The grand jury report, released by Attorney General Josh Shapiro’s office last week, alluded to investigative records and evidence being forwarded to the York County DA’s office in 1995, which was then investigated by the York City Police Department.

According to the grand jury report, the Diocese of Harrisburg turned over “photographic negatives and videotape cassettes” to the DA’s office in 1995. The grand jury report details widespread sexual abuse in six Catholic dioceses in Pennsylvania.

Allegations specifically about Rev. Herbert Shank, one of more than 300 priests named in the grand jury report, were passed along in 1995 to York County law enforcement. The report said the Diocese of Harrisburg notified the York County DA about Shank, whose assignments included St. Rose of Lima in York, and turned over video and photographic evidence.
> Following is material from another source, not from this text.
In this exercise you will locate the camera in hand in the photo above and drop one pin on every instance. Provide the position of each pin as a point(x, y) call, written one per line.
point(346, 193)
In 2017, agents from the attorney general’s office spoke with a York City police officer who wasn’t working on the case in 1995 but was familiar with it, according to the report. The officer said Shank taped TV shows on VHS, then spliced video of himself assaulting young boys into the VHS tapes.

But, in a news release issued by the district attorney’s office shortly after 6 p.m. Wednesday, District Attorney Dave Sunday said “Both my office and the York City Police Department conducted thorough and diligent searches of its records and files to see if any such materials exist.”

Sunday, who was elected in 2017 and took office in January, was not with the office in 1995.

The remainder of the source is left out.